Nordic Capital spun off 30 percent of Thule Group AB last week in a highly successful initial public offering on Nasdaq Stockholm that valued the Swedish company at nearly half of what Nordic paid for it in 2007.

Nordic sold 26.1 million shares, or 26.1 percent of Thules 100 million authorized shares, on Nov. 26 to institutional investors globally and public investors in Sweden. The remaining 3.9 million shares were sold to the banks that underwrote the IPO, which was priced Nov. 26 at SEK70 ($9) per share, or on the high end of Nordics SEK64-74 price target. While Thule Group did not receive any proceeds from the sale, Nordic said the listing provides Thule access to Swedish and international capital markets to help finance future growth.

The IPO was coordinated by Goldman Sachs and Nordea with joint book runner Morgan Stanley and co-lead managers Danske Bank and DNB. In the United States, the shares were offered only to institutional and other qualified investors as defined in Rule 144A under the Securities Act.

Nordic acquired Thule for about $1.95 billion in 2007 from a private equity firm that had tripled the companys sales over the prior five years through acquisitions. When sales plummeted in the wake of the financial crisis, Nordic defaulted on covenants of certain loans and was forced to restructure in late 2008. It divested businesses that made hitch towing, integrated car roof rail and tow bar systems and closed plants all over the world. In early 2010, Nordic installed a new management team that has focused on establishing Thule as the most trusted brand for products consumers can use to carry their boards, boats, bikes, kids, skis and other gear. In 2011, Thule acquired Chariot Carriers Inc. for an undisclosed sum and in April of this year divested its $90 million-a-year European car trailer business.

In 2013, Thule earned 88 percent of its sales from its Outdoor & Bags segment, which earned 58 percent of its sales from Thule brand products, up from 35 percent in 2009. The balance came mostly from Case Logic, which makes cases and bags for electronic devices.
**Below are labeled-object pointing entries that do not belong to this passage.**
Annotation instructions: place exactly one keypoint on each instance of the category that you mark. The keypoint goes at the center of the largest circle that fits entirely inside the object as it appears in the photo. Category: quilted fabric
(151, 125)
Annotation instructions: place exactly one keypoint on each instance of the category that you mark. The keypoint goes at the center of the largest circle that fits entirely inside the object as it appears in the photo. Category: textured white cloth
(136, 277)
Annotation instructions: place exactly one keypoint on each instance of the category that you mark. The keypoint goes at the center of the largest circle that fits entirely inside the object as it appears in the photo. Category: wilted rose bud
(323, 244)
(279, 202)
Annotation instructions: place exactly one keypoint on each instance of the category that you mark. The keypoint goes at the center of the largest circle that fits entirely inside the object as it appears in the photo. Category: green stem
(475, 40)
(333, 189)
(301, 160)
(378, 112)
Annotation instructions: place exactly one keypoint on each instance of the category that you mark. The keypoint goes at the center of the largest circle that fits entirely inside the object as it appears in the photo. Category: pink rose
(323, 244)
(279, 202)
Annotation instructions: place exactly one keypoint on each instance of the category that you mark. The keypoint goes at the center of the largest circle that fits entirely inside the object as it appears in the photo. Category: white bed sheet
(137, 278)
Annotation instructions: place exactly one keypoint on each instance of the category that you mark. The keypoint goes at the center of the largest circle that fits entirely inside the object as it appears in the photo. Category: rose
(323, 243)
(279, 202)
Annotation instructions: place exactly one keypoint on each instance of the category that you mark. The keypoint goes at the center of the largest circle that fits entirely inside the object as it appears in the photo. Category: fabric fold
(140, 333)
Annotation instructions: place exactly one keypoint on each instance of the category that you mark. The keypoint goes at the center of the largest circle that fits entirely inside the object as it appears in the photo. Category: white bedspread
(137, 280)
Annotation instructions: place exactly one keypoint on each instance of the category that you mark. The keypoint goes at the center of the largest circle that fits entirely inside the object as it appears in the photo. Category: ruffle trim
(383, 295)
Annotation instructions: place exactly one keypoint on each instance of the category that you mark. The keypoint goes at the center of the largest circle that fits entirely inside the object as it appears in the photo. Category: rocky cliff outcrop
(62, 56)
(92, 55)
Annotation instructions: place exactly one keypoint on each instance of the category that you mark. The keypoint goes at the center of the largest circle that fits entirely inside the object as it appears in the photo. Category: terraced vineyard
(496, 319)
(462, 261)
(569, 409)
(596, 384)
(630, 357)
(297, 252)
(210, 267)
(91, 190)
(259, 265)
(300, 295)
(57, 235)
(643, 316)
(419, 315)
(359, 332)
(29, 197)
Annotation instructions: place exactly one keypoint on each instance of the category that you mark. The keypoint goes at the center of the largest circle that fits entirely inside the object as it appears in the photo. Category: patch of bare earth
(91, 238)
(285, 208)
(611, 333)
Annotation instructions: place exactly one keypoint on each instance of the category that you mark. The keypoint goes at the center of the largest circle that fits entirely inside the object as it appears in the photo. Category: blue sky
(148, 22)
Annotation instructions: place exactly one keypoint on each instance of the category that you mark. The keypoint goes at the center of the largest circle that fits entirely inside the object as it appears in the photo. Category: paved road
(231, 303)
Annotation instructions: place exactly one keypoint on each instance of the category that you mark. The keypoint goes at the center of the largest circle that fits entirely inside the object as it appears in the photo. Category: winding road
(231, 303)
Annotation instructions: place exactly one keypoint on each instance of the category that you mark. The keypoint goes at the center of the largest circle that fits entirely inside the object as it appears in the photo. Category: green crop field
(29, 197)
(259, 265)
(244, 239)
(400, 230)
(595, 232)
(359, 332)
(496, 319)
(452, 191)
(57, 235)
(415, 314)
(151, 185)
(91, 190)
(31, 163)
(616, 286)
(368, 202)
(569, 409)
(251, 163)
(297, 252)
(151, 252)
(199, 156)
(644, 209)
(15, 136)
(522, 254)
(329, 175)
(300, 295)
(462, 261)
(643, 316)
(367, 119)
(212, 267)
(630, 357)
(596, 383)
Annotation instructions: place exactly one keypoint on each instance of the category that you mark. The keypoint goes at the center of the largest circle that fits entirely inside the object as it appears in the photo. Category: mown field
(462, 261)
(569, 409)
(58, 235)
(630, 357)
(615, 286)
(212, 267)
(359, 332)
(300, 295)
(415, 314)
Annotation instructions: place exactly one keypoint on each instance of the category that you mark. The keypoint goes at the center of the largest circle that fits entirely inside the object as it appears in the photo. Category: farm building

The segment reported net sales of $SEK3.71 billion ($557 mm) in the first nine months of 2014, up 9.1 percent from the comparable period in 2013. Sales to the Americas reached SEK1.12 billion ($168 mm), or 32.8 percent of segment sales, up 1.6 percent from the year earlier period. Sales to Europe and the Rest of the World reached SEK2.28 billion ($342 mm) up 13.9 percent.

Thule estimates it controls 54 percent of the U.S. market for sport and cargo carriers, compared to 25 percent for Yakima and 4 percent for Saris. Globally it estimates its market share at 49 percent, compared to 9 percent for Yakima, 5 percent for Mont Blanc of Sweden and 4 percent for Atera of Germany.

For the nine months ended Sept. 30, 2014, gross margin in the Outdoor & Bags segment reached 40.2 percent, up 170 basis points from the nine months ended. Sept. 30, 2013. EBITDA margin increased 240 basis points to 21.8 percent. Operating income reached SEK619 million, up 28 percent from the year earlier period. Net income, however, plunged to –SEK69 million (-$10 mm) due to a SEK368 million loss from discontinued car trailer and towing operations sold earlier this year.

Thules Specialty segment, which sells snow chains and pick-up truck tool boxes, generated sales of SEK321 million during the nine months ended Sept. 30.